The Mask, Egyptian Funerary and Known to Legally Disappear
May 31, 2012
US v. Mask of Ka-Nefer-Nefer is a case dealing with an Egyptian mask which may or may not have been sold or stolen sometime after it was excavated during a state-sponsored dig in the early 1950s, registered to the Egyptian Antiquities Service and shipped to Cairo for restoration in 1966. It went missing in 1973 and was purchased by an American museum in St. Louis in 1998. The museum challenged a forfeiture claim and seemed to have won on its motion because the court found that the claim was “devoid of any facts showing that the Mask was ‘missing’ because it was stolen and then smuggled out of the country.” Judge Henry E. Autrey, who signed the opinion, must be an Egyptologist and a believer that sacred burial objects have mystical powers to disappear without human intervention and show up in dealers’ shops out of thin air.

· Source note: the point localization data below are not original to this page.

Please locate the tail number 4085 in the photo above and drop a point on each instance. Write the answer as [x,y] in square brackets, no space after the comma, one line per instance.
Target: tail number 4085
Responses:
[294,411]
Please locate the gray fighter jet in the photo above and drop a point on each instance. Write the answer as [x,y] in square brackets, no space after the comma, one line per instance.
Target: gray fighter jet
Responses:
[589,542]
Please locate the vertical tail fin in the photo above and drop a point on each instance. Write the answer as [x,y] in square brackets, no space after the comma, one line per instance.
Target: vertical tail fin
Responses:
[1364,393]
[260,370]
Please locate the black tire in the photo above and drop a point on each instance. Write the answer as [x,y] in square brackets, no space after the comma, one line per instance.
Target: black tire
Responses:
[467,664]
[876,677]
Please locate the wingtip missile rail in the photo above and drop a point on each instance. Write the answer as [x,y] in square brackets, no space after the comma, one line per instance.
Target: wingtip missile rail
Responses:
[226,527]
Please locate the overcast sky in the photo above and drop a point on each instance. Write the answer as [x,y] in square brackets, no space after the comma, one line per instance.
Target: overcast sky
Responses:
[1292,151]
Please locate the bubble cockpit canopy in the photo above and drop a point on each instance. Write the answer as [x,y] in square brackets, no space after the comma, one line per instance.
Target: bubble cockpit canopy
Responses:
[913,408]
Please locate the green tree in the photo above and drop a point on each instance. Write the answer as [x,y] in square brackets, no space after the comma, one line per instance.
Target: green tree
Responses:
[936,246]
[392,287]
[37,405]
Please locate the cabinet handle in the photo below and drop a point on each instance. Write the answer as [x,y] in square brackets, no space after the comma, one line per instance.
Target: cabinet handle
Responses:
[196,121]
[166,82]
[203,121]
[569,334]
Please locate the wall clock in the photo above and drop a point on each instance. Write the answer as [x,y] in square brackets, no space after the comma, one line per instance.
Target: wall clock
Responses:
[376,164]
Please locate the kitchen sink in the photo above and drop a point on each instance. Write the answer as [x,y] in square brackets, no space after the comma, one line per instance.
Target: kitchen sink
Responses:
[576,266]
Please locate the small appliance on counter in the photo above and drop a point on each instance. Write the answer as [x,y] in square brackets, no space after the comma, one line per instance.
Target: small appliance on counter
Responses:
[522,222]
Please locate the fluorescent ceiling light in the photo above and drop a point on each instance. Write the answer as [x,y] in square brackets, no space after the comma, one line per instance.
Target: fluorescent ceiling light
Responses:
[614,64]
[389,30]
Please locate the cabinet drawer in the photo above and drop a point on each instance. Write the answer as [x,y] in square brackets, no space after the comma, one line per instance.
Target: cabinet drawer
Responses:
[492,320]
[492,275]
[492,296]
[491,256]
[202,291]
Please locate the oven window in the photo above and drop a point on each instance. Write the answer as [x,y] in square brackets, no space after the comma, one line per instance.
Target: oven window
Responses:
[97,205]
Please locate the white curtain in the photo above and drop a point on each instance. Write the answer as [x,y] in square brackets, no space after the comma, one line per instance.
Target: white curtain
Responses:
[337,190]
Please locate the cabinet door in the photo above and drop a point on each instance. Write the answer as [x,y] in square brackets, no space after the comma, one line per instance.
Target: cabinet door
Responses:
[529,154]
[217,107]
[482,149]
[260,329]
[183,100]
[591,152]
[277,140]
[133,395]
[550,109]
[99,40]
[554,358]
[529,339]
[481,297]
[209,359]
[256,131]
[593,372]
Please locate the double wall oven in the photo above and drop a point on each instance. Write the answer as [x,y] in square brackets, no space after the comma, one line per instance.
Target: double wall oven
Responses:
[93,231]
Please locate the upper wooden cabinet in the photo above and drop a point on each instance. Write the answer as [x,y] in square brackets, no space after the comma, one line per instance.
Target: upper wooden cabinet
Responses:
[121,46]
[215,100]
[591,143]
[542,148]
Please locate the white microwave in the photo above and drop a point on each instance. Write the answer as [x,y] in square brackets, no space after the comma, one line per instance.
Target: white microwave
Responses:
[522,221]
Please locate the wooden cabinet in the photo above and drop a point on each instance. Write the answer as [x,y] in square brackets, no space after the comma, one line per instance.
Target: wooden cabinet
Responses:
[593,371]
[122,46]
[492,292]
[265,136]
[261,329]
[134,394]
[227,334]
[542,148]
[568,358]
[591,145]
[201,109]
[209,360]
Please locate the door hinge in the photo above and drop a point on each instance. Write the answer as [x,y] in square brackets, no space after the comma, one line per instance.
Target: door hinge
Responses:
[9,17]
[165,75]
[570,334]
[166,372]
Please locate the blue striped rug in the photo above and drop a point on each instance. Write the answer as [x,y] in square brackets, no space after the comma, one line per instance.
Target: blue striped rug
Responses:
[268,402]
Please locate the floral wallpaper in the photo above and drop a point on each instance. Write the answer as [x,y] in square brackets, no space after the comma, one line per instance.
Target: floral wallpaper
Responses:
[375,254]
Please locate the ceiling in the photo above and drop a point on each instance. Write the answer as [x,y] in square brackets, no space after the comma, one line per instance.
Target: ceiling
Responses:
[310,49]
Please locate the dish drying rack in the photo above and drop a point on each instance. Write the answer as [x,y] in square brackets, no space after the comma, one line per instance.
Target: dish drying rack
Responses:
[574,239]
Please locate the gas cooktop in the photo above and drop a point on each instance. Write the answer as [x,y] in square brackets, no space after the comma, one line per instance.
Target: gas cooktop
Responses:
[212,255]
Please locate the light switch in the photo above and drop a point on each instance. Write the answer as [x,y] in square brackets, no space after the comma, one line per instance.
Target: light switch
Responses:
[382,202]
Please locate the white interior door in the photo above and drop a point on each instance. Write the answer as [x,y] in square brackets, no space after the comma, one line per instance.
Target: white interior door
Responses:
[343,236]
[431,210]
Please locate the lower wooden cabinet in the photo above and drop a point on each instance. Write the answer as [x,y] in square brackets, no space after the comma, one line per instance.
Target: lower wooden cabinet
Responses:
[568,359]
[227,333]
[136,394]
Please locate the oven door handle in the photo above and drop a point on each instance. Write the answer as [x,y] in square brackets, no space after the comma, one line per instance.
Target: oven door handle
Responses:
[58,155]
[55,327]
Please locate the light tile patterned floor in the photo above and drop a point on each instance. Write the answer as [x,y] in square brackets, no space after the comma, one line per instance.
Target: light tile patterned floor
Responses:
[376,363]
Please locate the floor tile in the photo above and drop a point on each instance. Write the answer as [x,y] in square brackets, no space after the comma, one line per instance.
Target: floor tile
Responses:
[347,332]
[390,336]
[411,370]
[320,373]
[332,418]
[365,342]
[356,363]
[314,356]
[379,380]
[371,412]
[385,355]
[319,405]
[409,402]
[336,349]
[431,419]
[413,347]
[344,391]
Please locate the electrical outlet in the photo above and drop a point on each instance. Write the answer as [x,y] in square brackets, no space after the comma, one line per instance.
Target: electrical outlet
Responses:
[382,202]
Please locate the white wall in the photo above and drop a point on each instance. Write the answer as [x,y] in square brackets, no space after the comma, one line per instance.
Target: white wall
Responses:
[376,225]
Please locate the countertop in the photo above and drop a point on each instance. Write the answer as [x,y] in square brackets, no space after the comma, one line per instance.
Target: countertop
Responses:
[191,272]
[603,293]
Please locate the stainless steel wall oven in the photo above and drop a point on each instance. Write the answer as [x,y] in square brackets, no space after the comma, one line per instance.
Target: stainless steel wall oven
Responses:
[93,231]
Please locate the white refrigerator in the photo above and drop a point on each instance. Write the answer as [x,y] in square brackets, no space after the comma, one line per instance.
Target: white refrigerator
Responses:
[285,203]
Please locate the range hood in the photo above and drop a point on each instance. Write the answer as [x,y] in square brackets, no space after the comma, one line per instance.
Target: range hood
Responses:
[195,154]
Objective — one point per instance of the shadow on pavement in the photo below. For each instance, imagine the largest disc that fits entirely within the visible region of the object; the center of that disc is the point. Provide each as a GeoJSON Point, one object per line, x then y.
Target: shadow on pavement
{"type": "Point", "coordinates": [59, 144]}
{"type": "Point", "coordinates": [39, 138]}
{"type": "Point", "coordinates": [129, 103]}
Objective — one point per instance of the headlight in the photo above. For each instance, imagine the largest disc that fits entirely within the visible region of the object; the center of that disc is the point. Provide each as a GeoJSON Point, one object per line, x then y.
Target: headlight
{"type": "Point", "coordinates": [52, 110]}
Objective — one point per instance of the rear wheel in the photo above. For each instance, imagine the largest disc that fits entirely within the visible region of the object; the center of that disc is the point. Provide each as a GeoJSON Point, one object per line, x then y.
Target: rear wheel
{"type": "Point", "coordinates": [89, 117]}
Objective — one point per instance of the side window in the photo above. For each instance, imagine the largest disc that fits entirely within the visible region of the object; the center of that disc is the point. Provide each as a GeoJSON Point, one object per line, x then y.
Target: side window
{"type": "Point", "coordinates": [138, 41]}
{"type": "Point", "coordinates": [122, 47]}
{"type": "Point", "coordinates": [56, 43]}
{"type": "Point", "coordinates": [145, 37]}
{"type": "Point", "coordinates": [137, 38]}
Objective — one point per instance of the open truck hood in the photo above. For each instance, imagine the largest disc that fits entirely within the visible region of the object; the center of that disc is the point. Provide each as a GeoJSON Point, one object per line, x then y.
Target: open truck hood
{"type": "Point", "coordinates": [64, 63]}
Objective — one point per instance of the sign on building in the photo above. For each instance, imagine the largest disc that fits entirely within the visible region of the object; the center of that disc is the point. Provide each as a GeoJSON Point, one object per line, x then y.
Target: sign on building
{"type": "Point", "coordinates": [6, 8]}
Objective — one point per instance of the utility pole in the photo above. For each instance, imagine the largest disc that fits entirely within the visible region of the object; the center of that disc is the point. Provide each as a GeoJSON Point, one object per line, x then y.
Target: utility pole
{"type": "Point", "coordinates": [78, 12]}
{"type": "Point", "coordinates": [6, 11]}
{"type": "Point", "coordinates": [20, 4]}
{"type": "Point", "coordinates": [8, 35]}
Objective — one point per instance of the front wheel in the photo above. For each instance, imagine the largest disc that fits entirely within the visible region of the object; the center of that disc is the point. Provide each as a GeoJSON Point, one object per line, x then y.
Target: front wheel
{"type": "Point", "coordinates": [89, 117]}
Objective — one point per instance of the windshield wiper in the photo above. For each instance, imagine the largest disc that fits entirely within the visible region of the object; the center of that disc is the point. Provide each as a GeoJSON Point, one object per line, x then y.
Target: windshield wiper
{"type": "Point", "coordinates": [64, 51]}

According to Patty Gerstenblith, director of Center for Art, Museum & Cultural Heritage Law at DePaul University “This is the first time [she has] seen a public institution like a museum deciding to expend its funds to proactively sue the government.” Prof. Gerstenblith wrote one of the leading textbooks on cultural heritage law, so if she says it is the first, we should listen. The decision is surely the first to look at the lack of paper trail to say that the object which is located away from the place where it ought to be should stay where it landed.